In their breakout year of 2007, the Infamous Stringdusters played over 150 dates, including the biggest festivals in acoustic music, jammed on major stages with heroes like David Grisman and Sam Bush, and landed a development deal for motion picture music with Lions Gate Entertainment. With the release of The Infamous Stringdusters, 2008 promises more roads and more new fans in bluegrass and beyond. (source - thestringdusters.com)
Cincy Groove: So how did the six of you in The Infamous Stringdusters end up getting together?

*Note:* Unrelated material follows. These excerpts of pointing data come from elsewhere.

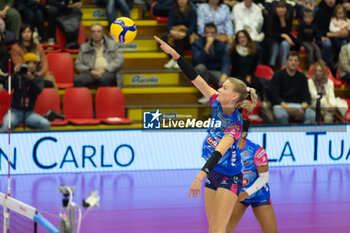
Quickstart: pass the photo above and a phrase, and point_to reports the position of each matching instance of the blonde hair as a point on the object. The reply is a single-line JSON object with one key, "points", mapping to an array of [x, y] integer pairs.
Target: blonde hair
{"points": [[241, 88]]}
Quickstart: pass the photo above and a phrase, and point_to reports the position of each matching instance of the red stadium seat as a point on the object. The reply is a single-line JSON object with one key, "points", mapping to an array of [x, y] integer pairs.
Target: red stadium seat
{"points": [[4, 98], [110, 106], [264, 71], [77, 106], [61, 39], [336, 82], [49, 99], [62, 67]]}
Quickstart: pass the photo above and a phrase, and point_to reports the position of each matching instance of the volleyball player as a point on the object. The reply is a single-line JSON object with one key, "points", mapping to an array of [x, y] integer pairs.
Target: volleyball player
{"points": [[223, 166], [255, 191]]}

Travis Book: Our original guitar player, Chris Eldridge, our banjo player Chris Pandolfi, and our Dobo player Andy Hall all met through mutual friends in Boston. Andy Hall was on his way out of the Berklee School of Music, Pandolfi was on his way in. Chris Eldridge was going to school at Oberlin College in Ohio. Andy Hall then moved to Nashville and was playing in a bunch of different bands. One of them was the Ronnie Bowman Committee with future Infamous Stringduster members Jeremy Garrett (fiddle) and Jesse Cobb (mandolin). So when Pandolfi and Eldridge moved to Nashville the 5 of them put the band together. Then they needed a bass player and they called me, I was out in Durango, CO at the time, to come out and audition. They asked me to join and move to Nashville in Fall of 2005. Then Andy Falco (guitar) replaced Chris Eldridge in Sept of 2007.